Nonetheless, the CMA used the anticipated tobacco industry opposition to Proposition 99 as its excuse for not making more of a commitment to the campaign. Langness observed,

They [CMA] said, “Oh they're [the tobacco industry] going to spend 40-50 million dollars and they're going to defeat you with sheer money and no matter how much money we put in, it's going to be going down a rat hole.” So what's unfortunate was, we based our campaign on the eventuality of CMA money and it never came. And we weren't able to do a lot of things that we would otherwise have been able to do had it come. And also, during the second period after their “guns and gangs” campaign failed to do anything in the polls, the tobacco industry really hit the doctors. I don't know if you heard any of their ads about the golf clubs dropping in the trunk of the Mercedes. But they were obviously the most visible target. And frankly had we bounced them at that point, had we just kicked them out, it probably would have been smarter. Because it would have removed that target from the campaign.[44]

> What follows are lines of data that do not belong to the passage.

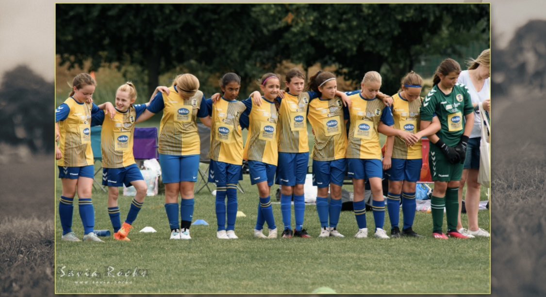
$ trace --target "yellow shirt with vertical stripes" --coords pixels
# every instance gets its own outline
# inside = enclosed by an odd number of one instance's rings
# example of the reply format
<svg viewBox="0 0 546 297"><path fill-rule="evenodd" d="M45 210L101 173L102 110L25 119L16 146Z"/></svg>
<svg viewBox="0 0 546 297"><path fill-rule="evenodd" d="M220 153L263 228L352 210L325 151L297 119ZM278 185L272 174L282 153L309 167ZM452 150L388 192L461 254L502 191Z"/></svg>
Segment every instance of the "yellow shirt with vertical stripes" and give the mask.
<svg viewBox="0 0 546 297"><path fill-rule="evenodd" d="M245 110L246 106L242 102L223 98L212 105L212 125L208 156L211 160L242 164L242 132L239 119Z"/></svg>
<svg viewBox="0 0 546 297"><path fill-rule="evenodd" d="M68 106L70 112L68 117L58 121L61 133L59 149L63 156L57 161L57 165L62 167L93 165L91 110L93 105L80 104L72 98L65 100L64 104Z"/></svg>
<svg viewBox="0 0 546 297"><path fill-rule="evenodd" d="M174 87L169 89L169 95L162 94L164 107L159 125L159 153L173 156L199 155L201 141L196 120L203 93L198 90L185 100Z"/></svg>
<svg viewBox="0 0 546 297"><path fill-rule="evenodd" d="M252 105L248 115L248 135L243 151L244 159L277 166L278 120L278 112L274 102L262 97L261 106Z"/></svg>
<svg viewBox="0 0 546 297"><path fill-rule="evenodd" d="M416 134L420 129L421 99L412 102L405 99L398 93L393 95L393 117L394 118L394 129L403 130ZM394 138L392 157L406 160L419 159L423 157L421 151L421 141L408 147L403 140L396 136Z"/></svg>
<svg viewBox="0 0 546 297"><path fill-rule="evenodd" d="M314 94L314 93L313 93ZM281 101L278 117L278 151L280 153L309 151L307 130L307 111L312 98L310 92L299 95L284 93Z"/></svg>
<svg viewBox="0 0 546 297"><path fill-rule="evenodd" d="M311 100L307 118L314 131L313 160L327 161L344 159L347 140L341 99Z"/></svg>
<svg viewBox="0 0 546 297"><path fill-rule="evenodd" d="M346 157L381 160L377 128L382 120L384 104L377 98L365 99L360 93L349 96L349 99L352 103L349 111L351 126ZM390 111L388 113L390 114ZM392 123L385 124L392 125Z"/></svg>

In June 1988 the CMA Council, in fact, had formally decided to back off in its support for the campaign. It agreed

not to contribute additional funds to the tobacco tax initiative campaign. The CMA believes it is not in the best interest of physicians to battle the tobacco industry, which has pledged to defeat the November ballot measure with a multi-million-dollar campaign that is likely to single out physicians as personal beneficiaries of the revenues generated. Part of the revenue from the increased tobacco tax will be used for health education and to offset the uncompensated care problem. The CMA will support the initiative by providing physicians with information about the initiative through California Physician magazine and possible all-member mailings.[46] [emphasis added]


This decision was not made public at the time, however, and Jay Michael continued to press for more of the Proposition 99 monies to go into health care.

There were even official conversations about kicking the CMA out of the Coalition. According to Langness,

We talked about it in meetings. People were angry as hell. Because basically what the docs did was played an end game on us. They committed to a certain amount of funds, we based the campaign on those funds, then when we look forward to such a point where the campaign was locked in, they said, “Oh gee, sorry, we ran out of money.” They know that if we lost, it was no skin off their nose. And if we won, great! They'd get a cheap victory. I think all of us got an education in extremely cynical coalition politics at that point.[44]

The Coalition did not act on these feelings, however; the CMA remained in the coalition.